Security expert and cryptographer Bruce Schneier discussed the 5G security issue reported to speak, which is currently mainly concerned with the question of Chinese influence on the network technology of the network supplier Huawei, which also comes from China. According to Schneier, these are easy to understand, but the problems with 5G security are significantly more extensive and deeper.
"Chinese, Iranians, North Koreans, and Russians have been breaking into US networks for years without control over the hardware, software, or companies that make the devices."explains Schneier. The NSA has also been breaking into foreign networks for years. According to the Snowden documents, the British secret service GCHQ hacked the Belgian telephone company Belgacom, whose customers include the EU Commission. "5G won't change these attacks either"says Schneier. But 5G itself also has some key problems.

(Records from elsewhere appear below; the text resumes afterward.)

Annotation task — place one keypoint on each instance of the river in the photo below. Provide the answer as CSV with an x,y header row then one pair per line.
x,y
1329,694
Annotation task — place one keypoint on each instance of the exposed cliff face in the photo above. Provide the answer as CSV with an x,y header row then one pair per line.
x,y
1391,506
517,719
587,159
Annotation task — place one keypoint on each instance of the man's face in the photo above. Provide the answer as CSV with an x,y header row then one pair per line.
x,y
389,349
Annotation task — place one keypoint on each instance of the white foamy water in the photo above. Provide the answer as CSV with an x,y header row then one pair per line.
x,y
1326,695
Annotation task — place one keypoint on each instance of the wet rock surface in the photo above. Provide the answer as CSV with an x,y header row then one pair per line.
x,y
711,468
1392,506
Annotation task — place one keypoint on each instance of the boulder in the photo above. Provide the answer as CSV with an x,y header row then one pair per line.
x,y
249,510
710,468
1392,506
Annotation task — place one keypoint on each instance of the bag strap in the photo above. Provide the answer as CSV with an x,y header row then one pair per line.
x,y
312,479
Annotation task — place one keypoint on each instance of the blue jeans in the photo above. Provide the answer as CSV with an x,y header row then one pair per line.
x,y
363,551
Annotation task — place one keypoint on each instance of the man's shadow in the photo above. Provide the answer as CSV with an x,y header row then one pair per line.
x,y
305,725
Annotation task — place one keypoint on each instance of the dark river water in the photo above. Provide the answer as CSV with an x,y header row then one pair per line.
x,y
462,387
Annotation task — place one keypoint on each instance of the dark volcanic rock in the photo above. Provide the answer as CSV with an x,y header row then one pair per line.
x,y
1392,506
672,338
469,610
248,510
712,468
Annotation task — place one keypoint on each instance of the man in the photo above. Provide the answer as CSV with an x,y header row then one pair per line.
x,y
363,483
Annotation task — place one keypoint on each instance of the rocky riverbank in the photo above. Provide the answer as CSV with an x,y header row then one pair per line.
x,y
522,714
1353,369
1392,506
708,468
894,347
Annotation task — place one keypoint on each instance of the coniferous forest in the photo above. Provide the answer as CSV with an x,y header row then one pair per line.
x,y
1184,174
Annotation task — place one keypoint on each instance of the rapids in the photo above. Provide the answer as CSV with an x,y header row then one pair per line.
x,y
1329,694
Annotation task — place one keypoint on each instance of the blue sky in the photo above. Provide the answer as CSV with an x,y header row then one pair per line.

Three key security issues with 5G
Schneier sees three key security problems with 5G. "First, the standards are simply too complex to implement safely"explains Schneier. Although this is a general problem, it is particularly pronounced with 5G. In addition, a large part of the network is virtualized. This means that the functions in software are implemented on dynamically configurable hardware, which increases the points of attack dramatically.
A second problem, according to Schneier, is backward compatibility. Because 5G builds on 4G and is inseparably mixed in most installations, attackers could force 5G systems to use more vulnerable 4G protocols, for example.
"Third, standard 5G committees have missed many opportunities to improve security"explains Schneier. Many of the new security functions are optional, and network operators can choose to implement them or not. This had already been done at 4G and had the result that network operators sometimes did not implement mandatory security features because it was too expensive. "Worse: At 5G, development, performance, costs and time-to-market were put ahead of security, which was treated as an afterthought.", criticizes Schneier.
Correspondingly, security gaps had already been discovered in November, which made it possible to track 5G users in real time, receive fake emergency warnings, or completely interrupt the connection to the 5G network. At this point, we should also refer to the SMS successor RCS, which enables text messages to be read along.
Access and profit instead of security
All of these problems are due to the fact that short-term corporate profits will prevail over the wider public good. "In a capitalist free market economy, the only solution is to regulate companies"explains Schneier. So far, the USA has shown no interest in this. In addition, intelligence agencies such as the NSA or law enforcement agencies such as the FBI would benefit from insecure systems to facilitate their own data collection.
It was too late for 5G to solve all the security problems. Schneier hopes that 6G will work differently. The standardization bodies had just started a discussion about the next iteration of mobile communications. Until then, Schneier suggests building secure systems on top of the insecure network. Encryption in messengers such as Whatsapp protects against eavesdropping and distributed protocols prevent interruptions.